Danni all’azienda: si possono trattenere dalla paga del dipendente? 

Secondo la Suprema Corte è ben possibile compensare il diritto al risarcimento del danno, vantato dall’azienda nei confronti del proprio dipendente, con gli eventuali crediti a quest’ultimo spettanti in forza del contratto di lavoro. Debiti e crediti si mettono sulla stessa bilancia perché nascono dalla medesima fonte: il rapporto di lavoro.

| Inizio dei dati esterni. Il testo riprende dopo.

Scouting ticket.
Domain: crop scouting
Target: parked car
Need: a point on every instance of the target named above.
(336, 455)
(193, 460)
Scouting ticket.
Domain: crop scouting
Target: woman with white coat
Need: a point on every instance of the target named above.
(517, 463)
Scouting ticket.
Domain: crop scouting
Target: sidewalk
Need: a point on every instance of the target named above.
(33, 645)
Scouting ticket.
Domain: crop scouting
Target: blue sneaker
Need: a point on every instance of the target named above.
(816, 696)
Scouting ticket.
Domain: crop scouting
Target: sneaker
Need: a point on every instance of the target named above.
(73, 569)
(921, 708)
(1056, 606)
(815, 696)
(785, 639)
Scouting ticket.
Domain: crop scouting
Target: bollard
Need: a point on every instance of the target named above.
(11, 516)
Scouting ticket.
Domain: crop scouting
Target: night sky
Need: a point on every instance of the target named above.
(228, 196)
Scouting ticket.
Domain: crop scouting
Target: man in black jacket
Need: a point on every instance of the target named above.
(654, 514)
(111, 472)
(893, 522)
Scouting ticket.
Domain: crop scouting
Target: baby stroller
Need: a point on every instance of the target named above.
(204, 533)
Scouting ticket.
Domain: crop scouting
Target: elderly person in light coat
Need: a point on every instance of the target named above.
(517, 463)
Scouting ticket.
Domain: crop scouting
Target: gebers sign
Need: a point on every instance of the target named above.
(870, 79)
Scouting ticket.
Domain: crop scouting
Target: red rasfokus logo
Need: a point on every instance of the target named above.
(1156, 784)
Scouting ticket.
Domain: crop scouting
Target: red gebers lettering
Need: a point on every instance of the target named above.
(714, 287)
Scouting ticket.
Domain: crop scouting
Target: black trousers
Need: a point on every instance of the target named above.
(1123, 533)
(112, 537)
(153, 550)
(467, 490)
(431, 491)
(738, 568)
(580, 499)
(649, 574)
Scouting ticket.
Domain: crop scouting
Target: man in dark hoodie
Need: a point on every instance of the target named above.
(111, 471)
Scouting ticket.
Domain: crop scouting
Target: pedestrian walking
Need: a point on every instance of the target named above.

Attenzione però: affinché l’azienda possa trattenere dal Tfr i danni causati dal dipendente è necessario che ci sia stato prima un giudice ad accertare e quantificare l’esatto ammontare del pregiudizio patito dall’azienda. Non potrebbe al contrario essere quest’ultima ad autoliquidarsi un risarcimento secondo le proprie motivazioni. Ad esempio, se una società ritiene di aver perso 10mila euro a causa di una condotta scorretta del lavoratore, perché ha rivelato dei segreti industriali ai concorrenti, deve prima fargli causa, far accertare a un giudice tale illecito e far quantificare allo stesso tribunale il danno da ciò subìto. Solo così l’ammontare di tale danno si può dire liquido ed esigibile e si può dar vita alla compensazione.

Trattenuta legittima anche per somme superiori a un quinto dello stipendio

Lo stesso discorso può essere fatto sia per la paga che per il Tfr. Come chiarito in passato dalla Cassazione, il datore di lavoro può compensare pienamente l’entità del danno causato dal lavoratore trattenendogli dalla retribuzione netta parte della stessa [2], a condizione che il danno sia stato preventivamente contestato al lavoratore.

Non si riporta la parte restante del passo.